Is this mathematical proof that beamsplitters entangle photons

[sciencejournalist00]

Prof. S Lakshmi Bala from Department of Physics, Madras, India writes a blackboard of equations which show how beamsplitters used alone affect the wavefunctions of input photons. It seems that it depends on the number of photons you use and in which input port to get you a different entangled state. Using 1 in port A and 1 in port B gives a different entangled state than 2 photons on 1 input port and none in the other.

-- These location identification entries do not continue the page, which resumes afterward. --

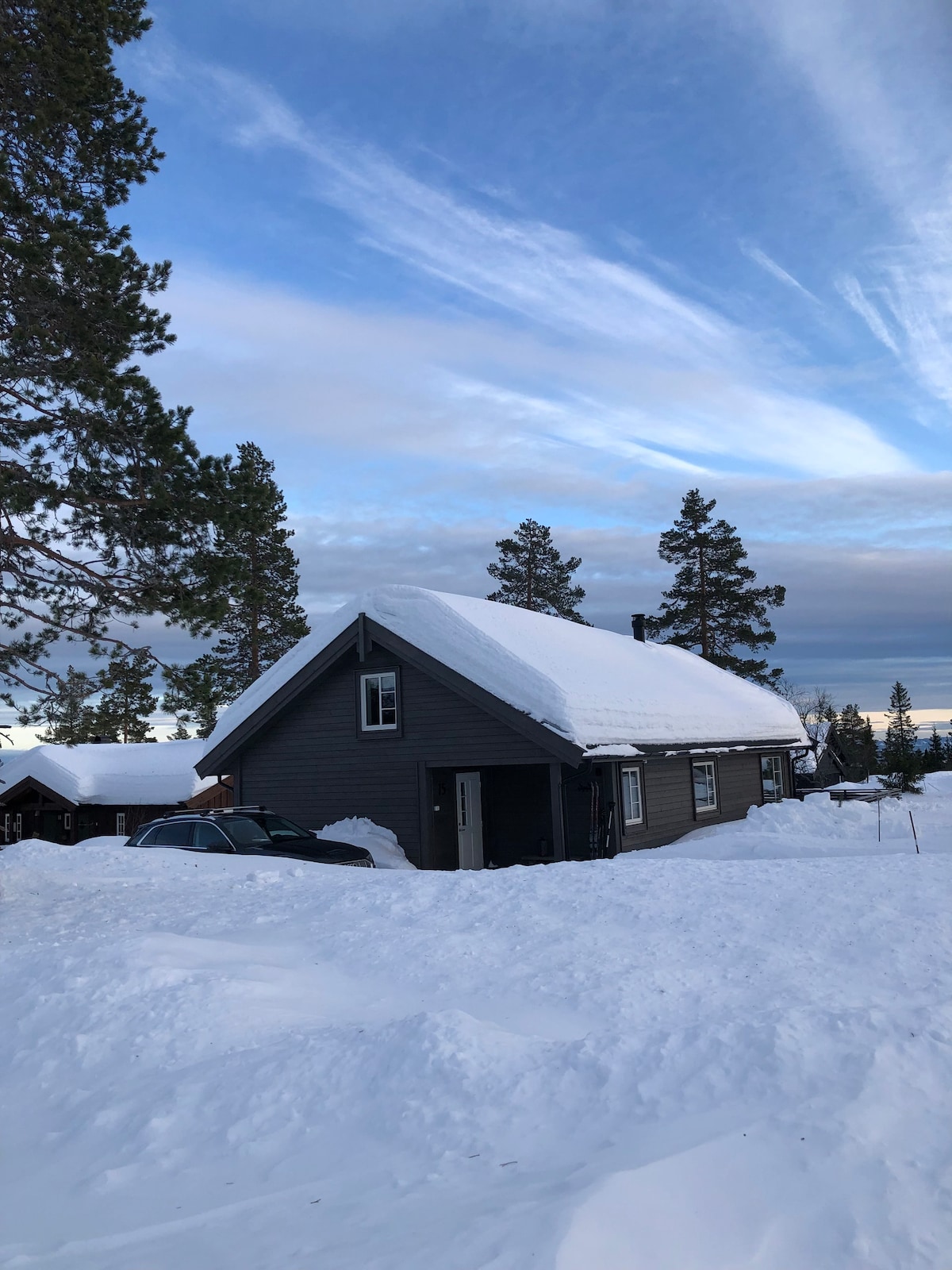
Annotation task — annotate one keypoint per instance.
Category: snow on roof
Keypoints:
(592, 686)
(139, 775)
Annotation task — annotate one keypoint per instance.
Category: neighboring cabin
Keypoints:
(486, 736)
(70, 793)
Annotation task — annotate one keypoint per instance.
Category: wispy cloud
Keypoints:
(774, 270)
(857, 300)
(880, 73)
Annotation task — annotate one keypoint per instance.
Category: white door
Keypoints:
(469, 819)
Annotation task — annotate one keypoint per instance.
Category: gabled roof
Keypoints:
(588, 686)
(152, 774)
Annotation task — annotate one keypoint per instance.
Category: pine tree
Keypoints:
(69, 718)
(714, 606)
(533, 575)
(263, 619)
(127, 698)
(901, 764)
(106, 498)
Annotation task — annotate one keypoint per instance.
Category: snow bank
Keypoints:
(137, 775)
(361, 832)
(590, 686)
(653, 1064)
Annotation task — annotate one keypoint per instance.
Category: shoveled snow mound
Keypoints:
(819, 827)
(361, 832)
(592, 686)
(640, 1064)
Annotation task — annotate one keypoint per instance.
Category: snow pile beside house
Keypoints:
(361, 832)
(137, 775)
(651, 1064)
(590, 686)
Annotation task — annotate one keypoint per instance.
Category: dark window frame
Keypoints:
(374, 732)
(704, 812)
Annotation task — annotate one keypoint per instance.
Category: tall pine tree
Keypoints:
(263, 618)
(106, 499)
(714, 606)
(901, 764)
(127, 700)
(533, 575)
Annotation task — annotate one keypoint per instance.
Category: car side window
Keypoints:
(175, 833)
(209, 837)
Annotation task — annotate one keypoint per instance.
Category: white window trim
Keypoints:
(378, 727)
(777, 781)
(640, 781)
(708, 808)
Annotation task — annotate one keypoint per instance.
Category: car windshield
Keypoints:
(244, 832)
(282, 829)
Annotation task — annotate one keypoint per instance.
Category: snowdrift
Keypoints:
(653, 1064)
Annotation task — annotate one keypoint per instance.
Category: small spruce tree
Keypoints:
(127, 698)
(901, 764)
(714, 606)
(69, 718)
(533, 575)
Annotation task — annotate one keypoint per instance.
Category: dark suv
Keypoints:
(247, 831)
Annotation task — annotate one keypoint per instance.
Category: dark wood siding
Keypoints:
(670, 799)
(314, 765)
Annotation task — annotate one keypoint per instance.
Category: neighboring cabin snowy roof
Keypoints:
(139, 775)
(590, 686)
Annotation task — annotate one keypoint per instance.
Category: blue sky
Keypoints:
(457, 264)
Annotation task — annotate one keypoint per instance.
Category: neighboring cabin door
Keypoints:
(469, 819)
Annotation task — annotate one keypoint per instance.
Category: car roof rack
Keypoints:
(213, 810)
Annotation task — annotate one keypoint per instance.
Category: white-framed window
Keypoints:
(378, 705)
(632, 800)
(704, 787)
(772, 778)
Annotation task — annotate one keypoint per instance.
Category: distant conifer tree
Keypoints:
(714, 606)
(533, 575)
(857, 742)
(935, 757)
(901, 764)
(69, 718)
(127, 698)
(194, 694)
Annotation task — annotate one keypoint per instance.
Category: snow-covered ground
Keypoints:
(653, 1064)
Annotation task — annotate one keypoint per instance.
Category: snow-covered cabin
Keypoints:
(484, 734)
(70, 793)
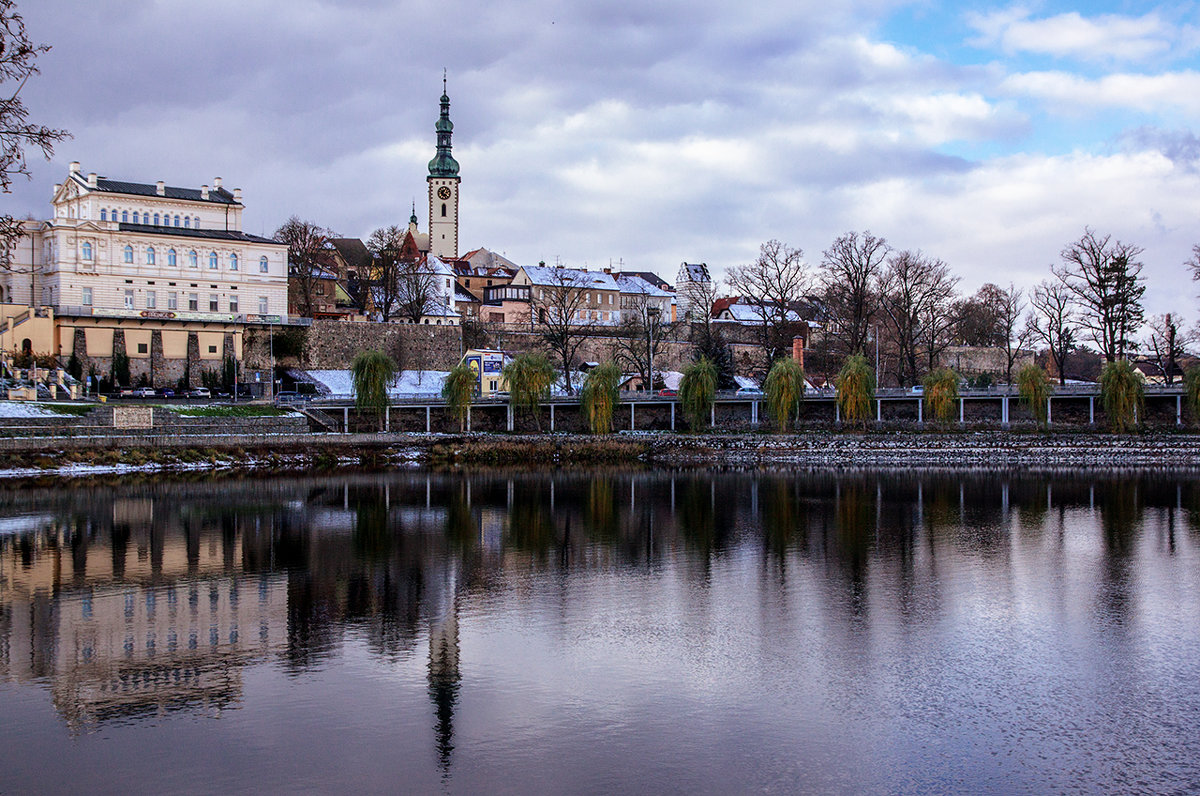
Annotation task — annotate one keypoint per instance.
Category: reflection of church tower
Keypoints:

The creation and anihillation operators a-dagger, b-dagger are used in association with the beam splitter alone, without use of other elements. Makes me think whether I could discard other elements from my quantum circuit scheme or not.

 

[Charles Link]

This seems to be a rather advanced topic and I don't think I know the answer, but I think I can add something of use that may not be well known except perhaps by physics people with some expertise in optics. With a single beam incident on a beamsplitter, the energy reflection coefficient (R) can be used to compute the splitting or alternatively the Fresnel E-field coefficients (e.g. r where r^2=R) can be used to compute the resultant splittings, with intensity I=n*E^2 computed for each E-field that gets split. When two (mutually coherent) beams are incident from opposite directions, the R is no longer a good number, but the Fresnel E-field coefficients are used to determine what happens to each beam. (Maxwell's equations are linear, so the E-fields behave linearly, but the energy( e.g. from each beam) does not obey linear superposition principles.) One additional item worth mentioning is normally only one face of the beamsplitter actually does the splitting and the other face has an AR (anti-reflection coating) and has 100% transmission. For a 50-50 energy split, R=1/2 so that Fresnel r=+/-1/(sqrt(2). In general Fresnel r=(n1-n2)/(n1+n2). (and Fresnel t=2n1/(n1+n2)) Also note that a reflection off of a more dense (higher n) material picks up a "minus" sign which is essentially a "pi" phase change. (i.e. when n2>n1). Energy is completely conserved in the beamsplitter process, and the relative phase of the two beams will determine the distribution of the energy emerging from the beamsplitter.